Before I left for India, I confided my anxieties about the trip to my friend and meditation teacher. She has been to India many times (to serve the poor rather than vacation like me) and she told me the trip would be “the edge of (my meditation) practice.”
I knew she was right but I didn’t know how right until we traveled by train. Two trips on the train (one 12 hours and one 18 hours) will remain my least favorite travel experiences.

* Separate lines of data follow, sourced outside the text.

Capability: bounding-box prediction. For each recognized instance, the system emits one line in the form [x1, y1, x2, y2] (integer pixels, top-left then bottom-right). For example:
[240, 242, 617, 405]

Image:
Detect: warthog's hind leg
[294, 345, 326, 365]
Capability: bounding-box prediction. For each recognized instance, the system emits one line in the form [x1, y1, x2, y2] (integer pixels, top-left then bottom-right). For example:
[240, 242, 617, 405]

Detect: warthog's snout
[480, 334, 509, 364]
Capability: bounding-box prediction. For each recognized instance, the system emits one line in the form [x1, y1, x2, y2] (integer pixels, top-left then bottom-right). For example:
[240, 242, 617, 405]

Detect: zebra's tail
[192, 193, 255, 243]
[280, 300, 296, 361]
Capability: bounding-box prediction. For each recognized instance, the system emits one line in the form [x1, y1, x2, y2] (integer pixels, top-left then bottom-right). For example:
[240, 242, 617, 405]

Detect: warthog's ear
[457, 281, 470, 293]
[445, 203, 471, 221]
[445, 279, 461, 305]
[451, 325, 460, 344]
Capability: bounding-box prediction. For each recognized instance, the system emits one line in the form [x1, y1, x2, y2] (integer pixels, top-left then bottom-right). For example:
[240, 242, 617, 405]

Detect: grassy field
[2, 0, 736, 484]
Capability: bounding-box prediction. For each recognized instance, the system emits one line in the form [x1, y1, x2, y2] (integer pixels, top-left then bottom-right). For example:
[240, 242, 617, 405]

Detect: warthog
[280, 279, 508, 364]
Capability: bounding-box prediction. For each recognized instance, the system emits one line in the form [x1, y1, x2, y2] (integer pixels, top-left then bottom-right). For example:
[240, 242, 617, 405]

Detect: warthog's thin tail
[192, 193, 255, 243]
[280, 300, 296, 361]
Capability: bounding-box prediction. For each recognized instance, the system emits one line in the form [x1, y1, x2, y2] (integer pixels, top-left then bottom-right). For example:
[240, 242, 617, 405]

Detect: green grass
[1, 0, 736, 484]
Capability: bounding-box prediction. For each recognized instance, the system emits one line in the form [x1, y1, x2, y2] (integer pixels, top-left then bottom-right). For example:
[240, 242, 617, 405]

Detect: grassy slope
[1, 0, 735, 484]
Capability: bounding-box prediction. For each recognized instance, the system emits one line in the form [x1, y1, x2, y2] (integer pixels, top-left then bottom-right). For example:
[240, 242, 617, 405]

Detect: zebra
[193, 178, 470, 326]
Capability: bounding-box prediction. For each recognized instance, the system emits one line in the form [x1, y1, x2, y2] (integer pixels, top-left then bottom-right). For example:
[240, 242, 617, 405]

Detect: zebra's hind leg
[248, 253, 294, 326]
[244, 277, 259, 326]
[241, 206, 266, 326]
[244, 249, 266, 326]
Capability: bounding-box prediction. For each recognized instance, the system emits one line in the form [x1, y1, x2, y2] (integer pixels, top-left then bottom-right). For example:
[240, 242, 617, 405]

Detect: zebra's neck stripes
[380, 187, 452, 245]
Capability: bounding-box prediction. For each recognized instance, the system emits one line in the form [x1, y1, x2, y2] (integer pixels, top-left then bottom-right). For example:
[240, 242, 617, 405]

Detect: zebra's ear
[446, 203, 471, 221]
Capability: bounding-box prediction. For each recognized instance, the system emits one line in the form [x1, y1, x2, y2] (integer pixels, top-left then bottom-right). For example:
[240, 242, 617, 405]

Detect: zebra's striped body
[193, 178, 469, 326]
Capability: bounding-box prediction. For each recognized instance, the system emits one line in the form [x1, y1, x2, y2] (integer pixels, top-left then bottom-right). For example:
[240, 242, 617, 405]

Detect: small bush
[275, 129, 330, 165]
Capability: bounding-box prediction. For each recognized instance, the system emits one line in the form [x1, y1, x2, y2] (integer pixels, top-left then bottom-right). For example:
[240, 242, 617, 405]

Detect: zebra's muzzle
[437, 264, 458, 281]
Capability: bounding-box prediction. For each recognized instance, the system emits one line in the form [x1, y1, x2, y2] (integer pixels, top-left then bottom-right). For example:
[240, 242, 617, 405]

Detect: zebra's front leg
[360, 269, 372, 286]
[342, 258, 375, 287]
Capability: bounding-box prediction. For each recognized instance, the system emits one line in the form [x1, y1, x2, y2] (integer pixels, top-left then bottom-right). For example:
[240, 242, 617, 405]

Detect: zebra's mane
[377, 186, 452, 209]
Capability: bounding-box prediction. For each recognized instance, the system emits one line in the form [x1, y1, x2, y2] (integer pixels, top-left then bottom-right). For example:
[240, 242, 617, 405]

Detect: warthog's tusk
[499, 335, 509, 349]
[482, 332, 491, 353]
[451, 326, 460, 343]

I feel silly talking about it but I will say this: I’m so white and so American I had envisioned a very “Sex in the City” kind of adventure. (Remember the episode when Carrie and Samantha took the train to LA?) I thought we’d have cocktails. Instead, if you’ve ever seen the movie “Reds,” and you remember the scene where Diane Keaton meets Warren Beaty at the crowded and chaotic train station in pre-revolution Russia, it was like that, only depressingly un-cinematic.

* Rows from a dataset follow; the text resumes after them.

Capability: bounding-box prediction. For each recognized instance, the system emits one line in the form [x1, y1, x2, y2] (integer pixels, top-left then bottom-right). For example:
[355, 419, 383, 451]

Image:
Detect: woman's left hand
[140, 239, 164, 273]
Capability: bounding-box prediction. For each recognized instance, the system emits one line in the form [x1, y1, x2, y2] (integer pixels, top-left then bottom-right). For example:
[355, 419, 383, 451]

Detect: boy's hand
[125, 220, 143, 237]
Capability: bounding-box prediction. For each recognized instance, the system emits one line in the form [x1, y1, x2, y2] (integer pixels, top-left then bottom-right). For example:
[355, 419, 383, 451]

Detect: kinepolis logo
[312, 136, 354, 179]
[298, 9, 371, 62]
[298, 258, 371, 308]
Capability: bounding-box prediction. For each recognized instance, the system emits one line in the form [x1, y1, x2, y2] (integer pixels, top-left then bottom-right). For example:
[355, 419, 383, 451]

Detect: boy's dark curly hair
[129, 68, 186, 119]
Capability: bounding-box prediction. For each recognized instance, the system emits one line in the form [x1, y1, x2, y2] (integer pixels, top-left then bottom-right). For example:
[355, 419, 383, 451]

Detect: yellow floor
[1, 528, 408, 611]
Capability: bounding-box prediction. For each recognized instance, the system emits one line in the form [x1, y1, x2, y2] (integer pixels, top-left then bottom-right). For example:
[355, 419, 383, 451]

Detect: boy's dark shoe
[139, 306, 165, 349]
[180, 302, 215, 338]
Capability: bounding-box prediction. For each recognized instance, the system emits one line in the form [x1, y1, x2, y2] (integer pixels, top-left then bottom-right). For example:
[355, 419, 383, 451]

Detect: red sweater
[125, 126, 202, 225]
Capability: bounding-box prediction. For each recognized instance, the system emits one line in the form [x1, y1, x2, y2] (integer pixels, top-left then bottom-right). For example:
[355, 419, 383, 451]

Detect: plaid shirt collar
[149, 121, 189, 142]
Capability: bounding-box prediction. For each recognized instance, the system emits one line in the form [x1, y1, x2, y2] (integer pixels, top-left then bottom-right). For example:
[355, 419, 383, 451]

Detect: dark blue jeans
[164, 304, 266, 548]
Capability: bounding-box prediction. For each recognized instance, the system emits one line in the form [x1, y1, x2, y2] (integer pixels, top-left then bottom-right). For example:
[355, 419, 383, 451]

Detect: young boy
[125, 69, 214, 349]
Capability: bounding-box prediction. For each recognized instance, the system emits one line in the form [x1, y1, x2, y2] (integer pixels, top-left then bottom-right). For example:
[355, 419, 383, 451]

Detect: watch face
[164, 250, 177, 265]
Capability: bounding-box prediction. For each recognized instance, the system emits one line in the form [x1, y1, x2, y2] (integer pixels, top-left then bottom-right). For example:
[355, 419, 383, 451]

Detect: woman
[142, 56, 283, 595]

Rather than recall the specific conditions (which were crowded and dirty beyond anything I’d ever experienced), I’ve reflected on why I was so outside my comfort zone, why I felt so unmoored, why I was convinced I might just perish right then and there.
Truth is, other than length, the second train ride was easier and more enjoyable than the first. Probably because I knew what to expect. We played cards, we laughed, we ate snacks, we had quite a scare when our friend left the train at a stop to buy food and we thought she’d been left behind. (Turned out, the train didn’t leave the station; it merely switched tracks and our friend made it back on just fine.) I even slept a little on the second trip, unlike the first.
Looking back in my photos, there’s nothing that’s shocking so I’m still not sure why I felt the way I did. But maybe it has to do with that old saying “The train has left the station.” For a girl who’s spent a lifetime planning contingencies and exit strategies (and polishing her bubble), once you’re on the train, you’re on it. And you are most definitely not in control.
And maybe the universe knew a train ride was the perfect antidote for my shiny bubble and accelerator for my meditation practice.